3. 安装 kerberos 的 server 端
(一般找一台单独的机器)
yum install -y krb5-ibs krb5-server krb5-workstation
(查看 yum list | grep krb 中是否有安装软件)
4. 配置 krb5.conf 文件
vim /etc/krb5.conf
名词讲解:
realms 域 : 表示一个公司或者一个组织,逻辑上的授权认证范围,比如,某个认证账户是属于某个域下的,跨域账户不通用,域和FQDN的配置很像,使用大写。可以配置多个realm
logging :日志配置
libdefaults:配置默认的设置,包括 ticket 的生存周期
domain_real : 是 kerberos 内的域和主机名的域的一个对应关系
.itcast.cn 类似 *.itcast.cn 表示入 cdh0.itcast.cn cdh1.itcast.cn 等均是ITCAST.CN 这个 realm
itcast.cn 表示 itcast.cn 这个主机名也是 ITCAST.CN 这个 realm 的一部分
5. 配置 kdc.conf
vim /var/kerberos/krb5kdc/kdc.conf
名词解释
acl_file : Kerberos acl 的一些配置对应的文件(权限管控)
admin_keytab : 登录凭证,有了这个相当于直接有了 ticket ,可以免密直接登录某个账户,所以这个文件很重要
supported_enctypes : 支持的加密方式
6. 配置 kadm5.acl 文件
vim /var/kerberos/krb5kdc/kadm5.acl
改为:
*/admin@ITCAST.COM *
其中 */admin 是Kerberos 中的账户形式,如 rm/cdh0.itcast.cn@ITCAST.CN 表示在 cdh0 机器上的 resourcemanager 账户,这个账户属于 ITCAST.CN 这个域
最后 * 表示符合 */admin 的账户拥有所有权限
7. 初始化 kerberos 库
输入:kdb5_util create -s -r ITCAST.CN , 其中 ITCAST.CN 是对应的域,如你的不同请修改
然后要求输入两次密码,输入 krb5kdc 即可
这样就得到数据库 master 账户:K/M@ITCAST.CN , 密码:krb5kdc
会 在 /var/kerberos/krb5kdc/ 下生成相应的文件
输入:kadmin.local 进入admin 的后台,
执行 listprincs 查看机器当前的账户
创建账户
addprinc root/admin@ITCAST.CN 输入密码即可,前面账户满足 ITCAST.CN 的管理员账户存在,(满足 */admin@ITCAST.CN 规则,拥有全部权限)
重启 kerberos
# 重启服务
systemctl restart krb5kdc.service
systemctl restart kadmin.service
# 开机启动
chkconfig krb5kdc on
chkconfig kadmin on
8. Kerberos 客户端
yum install -y krb5-libs krb5-workstation
客户端 只有一个 /etc/krb5.conf 文件需要配置,复杂 server 端的即可
测试能否登录 admin 账户
kinit test/admin@ITCAST.CN 输入密码回车,没有任何输出说明配置成功
klist 验证 ticket 是否正确(24h 有效期)
kadmin 输入正确的密码 (显示和server端输入 kadmin.local 一样)
输入 listprincs
ok ... 到此,Kerberos 已经安装完成,下面需要配置Hadoop集群,针对Kerberos进行设置
9. hadoop kerberos 认证配置
1) 配置 HDFS
1. 添加用户 (三个节点均执行)
groupadd hadoop;useradd hdfs -g hadoop -p hdfs;useradd hive -g hadoop -p hive;useradd yarn -g hadoop -p yarn;useradd mapred -g hadoop -p mapred
(每个账户设置免密登录)
2. 配置HDFS相关的kerberos账户
说明:Hadoop需要kerberos来进行认证,以启动服务来说,在后面配置hadoop的时候我们会给对应服务指定一个kerberos的账户,比如namenode运行在cdh-master机器上,我们将namenode指定给了nn/cdh-master.itcast.cn@ITCAST.CN 这个账户,那么想启动namenode就必须认证这个账户才可以。
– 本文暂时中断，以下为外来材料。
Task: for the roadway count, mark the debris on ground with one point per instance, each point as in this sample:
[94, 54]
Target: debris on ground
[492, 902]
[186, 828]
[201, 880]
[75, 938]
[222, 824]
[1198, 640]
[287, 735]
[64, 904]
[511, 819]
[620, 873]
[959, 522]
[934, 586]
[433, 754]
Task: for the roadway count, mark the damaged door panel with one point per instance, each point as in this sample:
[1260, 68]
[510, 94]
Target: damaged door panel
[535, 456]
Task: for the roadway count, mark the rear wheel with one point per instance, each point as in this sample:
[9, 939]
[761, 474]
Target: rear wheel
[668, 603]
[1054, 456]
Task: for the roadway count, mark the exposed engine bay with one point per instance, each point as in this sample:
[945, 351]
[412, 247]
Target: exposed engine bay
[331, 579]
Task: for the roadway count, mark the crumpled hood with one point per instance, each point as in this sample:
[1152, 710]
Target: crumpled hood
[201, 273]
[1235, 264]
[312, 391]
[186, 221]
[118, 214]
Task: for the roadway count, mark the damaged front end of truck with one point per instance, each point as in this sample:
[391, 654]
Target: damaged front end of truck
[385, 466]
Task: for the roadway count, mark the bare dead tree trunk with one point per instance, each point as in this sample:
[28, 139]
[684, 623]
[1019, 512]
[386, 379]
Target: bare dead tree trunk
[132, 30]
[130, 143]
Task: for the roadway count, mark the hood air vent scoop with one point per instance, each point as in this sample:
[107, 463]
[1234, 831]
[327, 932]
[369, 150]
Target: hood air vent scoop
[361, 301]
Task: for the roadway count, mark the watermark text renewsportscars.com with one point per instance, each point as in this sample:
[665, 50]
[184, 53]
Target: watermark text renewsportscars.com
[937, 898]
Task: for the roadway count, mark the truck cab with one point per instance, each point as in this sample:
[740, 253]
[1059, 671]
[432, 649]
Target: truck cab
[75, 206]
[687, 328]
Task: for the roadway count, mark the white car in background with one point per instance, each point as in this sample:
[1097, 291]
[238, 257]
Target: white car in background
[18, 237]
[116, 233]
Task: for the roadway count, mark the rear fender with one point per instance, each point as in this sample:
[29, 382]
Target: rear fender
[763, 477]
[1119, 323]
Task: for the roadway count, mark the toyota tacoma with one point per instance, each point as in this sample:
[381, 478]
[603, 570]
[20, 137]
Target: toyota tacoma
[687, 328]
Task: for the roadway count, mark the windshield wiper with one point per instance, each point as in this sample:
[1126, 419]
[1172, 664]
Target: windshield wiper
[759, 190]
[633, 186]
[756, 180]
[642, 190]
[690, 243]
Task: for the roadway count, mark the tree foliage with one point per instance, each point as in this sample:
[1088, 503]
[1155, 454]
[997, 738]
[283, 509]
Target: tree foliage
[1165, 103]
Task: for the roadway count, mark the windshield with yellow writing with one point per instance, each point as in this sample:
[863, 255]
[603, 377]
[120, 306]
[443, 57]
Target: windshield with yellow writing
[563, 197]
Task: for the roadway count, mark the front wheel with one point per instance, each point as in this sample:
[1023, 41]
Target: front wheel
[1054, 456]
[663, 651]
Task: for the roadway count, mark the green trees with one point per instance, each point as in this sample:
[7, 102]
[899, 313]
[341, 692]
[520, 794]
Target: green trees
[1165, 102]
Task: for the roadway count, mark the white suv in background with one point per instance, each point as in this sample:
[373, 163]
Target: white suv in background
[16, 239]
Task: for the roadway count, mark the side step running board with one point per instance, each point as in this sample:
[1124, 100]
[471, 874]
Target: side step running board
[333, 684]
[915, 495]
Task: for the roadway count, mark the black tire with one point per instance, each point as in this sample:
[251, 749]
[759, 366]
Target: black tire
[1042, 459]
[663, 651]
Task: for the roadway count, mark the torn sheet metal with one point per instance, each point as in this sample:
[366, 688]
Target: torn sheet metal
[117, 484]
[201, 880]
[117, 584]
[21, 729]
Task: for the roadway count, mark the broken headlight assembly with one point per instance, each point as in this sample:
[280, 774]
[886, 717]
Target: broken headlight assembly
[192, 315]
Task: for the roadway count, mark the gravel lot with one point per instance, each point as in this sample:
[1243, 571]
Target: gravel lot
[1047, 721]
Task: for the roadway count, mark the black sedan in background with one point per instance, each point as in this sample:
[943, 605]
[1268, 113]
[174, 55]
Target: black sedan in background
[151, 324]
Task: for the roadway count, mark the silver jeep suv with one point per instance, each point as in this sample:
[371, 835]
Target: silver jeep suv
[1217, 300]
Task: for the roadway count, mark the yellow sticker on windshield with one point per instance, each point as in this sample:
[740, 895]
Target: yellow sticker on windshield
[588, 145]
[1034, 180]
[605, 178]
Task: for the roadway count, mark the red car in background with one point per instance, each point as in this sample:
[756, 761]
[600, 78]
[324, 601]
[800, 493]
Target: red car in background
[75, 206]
1. 在每个节点执行 mkdir /etc/security/keytabs (用于存放 key 秘钥文件)
2. 配置cdh-*上运行的服务对应kerbetros账户
(kadmin 登录报错 : kadmin: GSS-API (or Kerberos) error while initializing kadmin interface , 通报不服务器时间更kdc服务器时间一致即可)
# 执行 kadmin
# 输入密码进入kerberos的admin后台 (密码自定义)
################################ cdh-master ################################
# 创建namenode的账户
addprinc -randkey nn/cdh-master.hadoop.cn@HADOOP.CN
# 创建secondarynamenode的账户
addprinc -randkey sn/cdh-master.hadoop.cn@HADOOP.CN
# 创建resourcemanager的账户
addprinc -randkey rm/cdh-master.hadoop.cn@HADOOP.CN
# 创建用于https服务的相关账户
addprinc -randkey http/cdh-master.hadoop.cn@HADOOP.CN
# 防止启动或者操作的过程中需要输入密码,创建免密登录的keytab文件
# 创建nn账户的keytab
ktadd -k /etc/security/keytabs/nn.service.keytab nn/cdh-master.hadoop.cn@HADOOP.CN
# 创建rm账户的keytab
ktadd -k /etc/security/keytabs/nn.service.keytab sn/cdh-master.hadoop.cn@HADOOP.CN
# 创建rm账户的keytab
ktadd -k /etc/security/keytabs/rm.service.keytab rm/cdh-master.hadoop.cn@HADOOP.CN
# 创建HTTP账户的keytab
ktadd -k /etc/security/keytabs/http.service.keytab http/cdh-master.hadoop.cn@HADOOP.CN
最终会得到三个文件:
-r-------- 1 hdfs hadoop 406 Sep 27 17:48 nn.service.keytab
-r-------- 1 hdfs hadoop 406 Sep 27 17:48 sn.service.keytab
-r-------- 1 yarn hadoop 406 Sep 27 17:48 rm.service.keytab
-r--r----- 1 hdfs hadoop 406 Sep 27 17:48 http.service.keytab
chmod 修改文件的读写权限
chmod 400 nn.service.keytab
chmod 400 sn.service.keytab
chmod 400 rm.service.keytab
chmod 440 http.service.keytab
(http.service.keytab 整个hadoop组需要web服务,用440权限)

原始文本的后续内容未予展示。